Both Data Science and Business Intelligence revolve around deriving business insights from data. Not much difference there. Yet data scientists seem to be considered much more “sexy”, for some reason. I have always felt that many of the goals and responsibilities are very similar. In fact, I think they are more alike than different. But that’s just me, of course. Let’s have a look at some of the respective skillsets and typical results, and see where that takes us.
My perspective is that the main difference between BI analysts and data scientists is the time horizon they focus on. Whereas BI is usually backward looking, data science is mostly targeted at forward looking insights. This may sound more principled than I really see it. Personally, I see it as a nuance, a slight difference in emphasis. Think about this: for the majority of use cases, analysis of historical data (the focus of BI analysis) is also done to make extrapolations about the future. That may often be by implication, rather than explicitly. Consider this: few business people look at historical data for purposes of an account of the past per se.
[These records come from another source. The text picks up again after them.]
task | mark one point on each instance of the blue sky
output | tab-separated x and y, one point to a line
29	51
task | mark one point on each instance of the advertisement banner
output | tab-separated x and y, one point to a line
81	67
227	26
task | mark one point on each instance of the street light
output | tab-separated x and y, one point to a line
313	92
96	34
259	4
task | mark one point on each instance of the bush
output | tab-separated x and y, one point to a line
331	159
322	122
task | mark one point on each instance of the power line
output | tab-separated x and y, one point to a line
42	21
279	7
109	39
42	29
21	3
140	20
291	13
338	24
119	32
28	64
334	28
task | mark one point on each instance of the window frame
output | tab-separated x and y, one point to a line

They are not historians, they use these data to drive the business, drive it forward.
Another distinction I often hear is that BI focuses on the “what”, whereas data science aims to uncover the “why” of important business events. Again, I would argue that this distinction positions them as more distinct, more different, than I see them. A substantial part of the “art” or data science is telling a story with data, and that almost always means giving a structured and credible overview of seemingly disparate business facts that everyone can agree with. You sum up an array of agreed upon observations, and then posit a hypothesis about how or why they are connected. BI analysts leave the explanation to their report readers, whereas data scientists are more inclined to make explicit reference to the causal nature of connections between facts, a reference to “why”, if you like.
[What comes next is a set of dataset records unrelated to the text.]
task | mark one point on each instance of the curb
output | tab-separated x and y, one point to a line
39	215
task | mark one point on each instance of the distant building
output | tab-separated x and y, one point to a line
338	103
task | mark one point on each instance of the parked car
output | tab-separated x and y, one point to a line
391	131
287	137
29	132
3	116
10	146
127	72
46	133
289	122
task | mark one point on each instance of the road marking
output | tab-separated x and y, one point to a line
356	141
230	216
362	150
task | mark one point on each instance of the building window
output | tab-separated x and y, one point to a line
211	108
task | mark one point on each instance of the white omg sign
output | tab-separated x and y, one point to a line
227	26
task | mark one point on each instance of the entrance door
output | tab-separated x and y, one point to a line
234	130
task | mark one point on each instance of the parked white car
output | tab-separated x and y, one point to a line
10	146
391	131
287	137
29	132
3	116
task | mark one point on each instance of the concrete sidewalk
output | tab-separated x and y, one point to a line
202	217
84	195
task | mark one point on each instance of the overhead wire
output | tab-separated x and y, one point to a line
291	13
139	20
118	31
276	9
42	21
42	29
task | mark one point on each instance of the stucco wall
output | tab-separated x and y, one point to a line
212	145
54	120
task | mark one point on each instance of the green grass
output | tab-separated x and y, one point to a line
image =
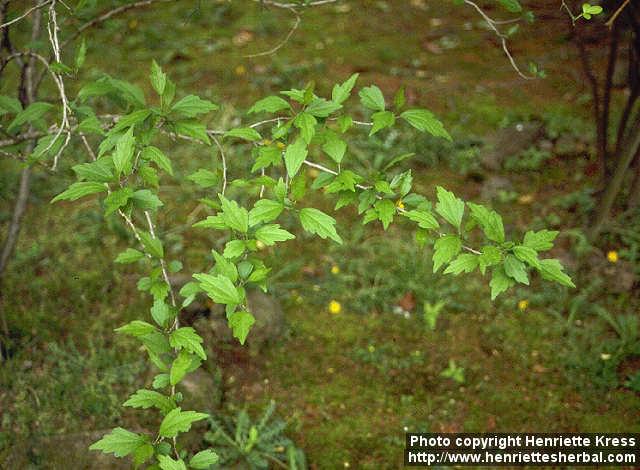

BI outputs are mostly consumed at the enterprise level, or at least at the department level. This always involves a fair amount of processing and (re)structuring of data, work that needs to happen to enable this. This is where they can join forces with data scientists, and where both can improve effectiveness. Data scientists can nicely piggyback on these efforts. When data scientists do all of those transformations (referred to as ETL) themselves, this leads to two kinds of problems. Firstly, this leads to inefficiencies, they are effectively duplicating work. Secondly, and more importantly, this carries a very real risk of inconsistencies in results. When two people try to do the same transformations, there is a very real possibility that although they started off with the same raw data, they may wind up with slightly different result sets. For this reason, data scientists and BI analysts that tap into the same source data, really ought to be joined at the hip!